Después de su monólogo, Truss comenzó a entrevistar a los invitados, comenzando con Matt Goodwin, quien fue presentado como “el substock número uno de Gran Bretaña”. Durante su intercambio, hubo un momento incómodo cuando la cámara permaneció en el armazón durante 40 segundos mientras ella permanecía inmóvil, una experiencia que molestó a muchos espectadores.

El siguiente invitado fue un presentador de podcasts vestido con una camiseta que decía “Libertad”, lo que condujo a una entrevista con el ex eurodiputado del Partido Brexit, Alex Phillips, hablando apasionadamente sobre políticas de inmigración.
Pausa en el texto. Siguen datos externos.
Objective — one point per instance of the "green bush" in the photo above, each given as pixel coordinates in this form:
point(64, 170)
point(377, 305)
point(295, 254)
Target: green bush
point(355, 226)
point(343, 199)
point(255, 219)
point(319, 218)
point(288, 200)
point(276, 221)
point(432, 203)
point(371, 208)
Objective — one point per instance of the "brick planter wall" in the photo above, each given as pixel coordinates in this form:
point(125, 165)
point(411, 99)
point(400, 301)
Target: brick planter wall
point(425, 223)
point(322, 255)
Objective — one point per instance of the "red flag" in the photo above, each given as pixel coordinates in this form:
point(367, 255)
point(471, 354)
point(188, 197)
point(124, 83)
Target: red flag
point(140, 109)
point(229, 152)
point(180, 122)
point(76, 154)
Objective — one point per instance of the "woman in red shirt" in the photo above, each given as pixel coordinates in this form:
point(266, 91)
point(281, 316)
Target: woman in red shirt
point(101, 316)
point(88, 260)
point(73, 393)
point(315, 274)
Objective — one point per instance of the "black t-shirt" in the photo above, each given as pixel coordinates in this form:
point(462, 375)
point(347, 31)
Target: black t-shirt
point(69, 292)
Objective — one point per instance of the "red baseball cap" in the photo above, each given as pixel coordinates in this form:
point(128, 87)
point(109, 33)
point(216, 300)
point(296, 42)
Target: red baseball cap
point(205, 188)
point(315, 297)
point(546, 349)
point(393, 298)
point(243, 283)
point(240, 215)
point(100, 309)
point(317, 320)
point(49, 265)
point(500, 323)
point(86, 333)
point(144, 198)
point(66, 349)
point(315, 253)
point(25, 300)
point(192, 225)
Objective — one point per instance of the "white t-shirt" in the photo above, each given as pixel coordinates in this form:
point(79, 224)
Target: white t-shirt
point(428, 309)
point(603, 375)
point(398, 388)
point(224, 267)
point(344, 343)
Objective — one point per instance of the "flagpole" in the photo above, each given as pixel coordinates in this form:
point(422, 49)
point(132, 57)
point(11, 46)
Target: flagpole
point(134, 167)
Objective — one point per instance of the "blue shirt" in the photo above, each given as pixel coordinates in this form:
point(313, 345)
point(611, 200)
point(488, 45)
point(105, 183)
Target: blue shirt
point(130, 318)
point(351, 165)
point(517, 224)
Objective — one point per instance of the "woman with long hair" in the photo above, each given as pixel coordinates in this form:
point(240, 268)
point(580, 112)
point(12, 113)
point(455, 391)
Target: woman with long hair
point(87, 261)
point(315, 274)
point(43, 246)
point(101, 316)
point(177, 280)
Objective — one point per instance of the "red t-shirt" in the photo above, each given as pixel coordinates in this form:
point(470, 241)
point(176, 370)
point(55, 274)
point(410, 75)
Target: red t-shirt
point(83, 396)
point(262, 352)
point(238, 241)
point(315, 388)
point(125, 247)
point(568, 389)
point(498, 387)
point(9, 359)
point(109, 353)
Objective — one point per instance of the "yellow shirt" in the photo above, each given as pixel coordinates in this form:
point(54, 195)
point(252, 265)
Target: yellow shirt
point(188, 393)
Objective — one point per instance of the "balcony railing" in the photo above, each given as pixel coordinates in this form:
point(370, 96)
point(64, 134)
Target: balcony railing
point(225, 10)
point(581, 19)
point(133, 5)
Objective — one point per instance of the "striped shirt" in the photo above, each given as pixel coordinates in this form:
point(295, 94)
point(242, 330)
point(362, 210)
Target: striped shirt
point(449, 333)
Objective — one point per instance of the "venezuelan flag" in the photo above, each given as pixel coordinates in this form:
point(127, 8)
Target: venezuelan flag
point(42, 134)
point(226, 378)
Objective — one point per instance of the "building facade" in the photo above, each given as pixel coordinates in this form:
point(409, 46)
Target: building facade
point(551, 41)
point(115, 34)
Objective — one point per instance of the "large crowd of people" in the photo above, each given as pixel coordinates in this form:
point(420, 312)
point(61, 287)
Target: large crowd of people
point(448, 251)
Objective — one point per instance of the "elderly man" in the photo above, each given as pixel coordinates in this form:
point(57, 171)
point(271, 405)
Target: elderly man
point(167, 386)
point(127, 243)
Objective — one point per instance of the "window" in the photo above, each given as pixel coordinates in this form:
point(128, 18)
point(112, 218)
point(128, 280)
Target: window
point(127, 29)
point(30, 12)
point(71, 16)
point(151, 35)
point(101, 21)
Sin embargo, justo cuando tocaba el controvertido tema de “animar” a los inmigrantes legales a abandonar el Reino Unido, el segmento se cortó abruptamente, dejando a los espectadores especulando si el contenido había ido demasiado lejos o si era simplemente otro ejemplo del “estado profundo”.

La serie tenía un propósito singular: atraer la atención y el afecto de los espectadores estadounidenses, a pesar de la percepción general en los EE. UU. de que su notoria costumbre de sostener su libro boca abajo en un segmento de Fox News era bastante negativa. Toda la escena recuerda una situación trágica como la de un personaje de una película de desastres.

Una vez finalizado el programa, el episodio dos está programado para el viernes siguiente a las 6 p. m., preparando el escenario para otro intento de mejorar el reloj.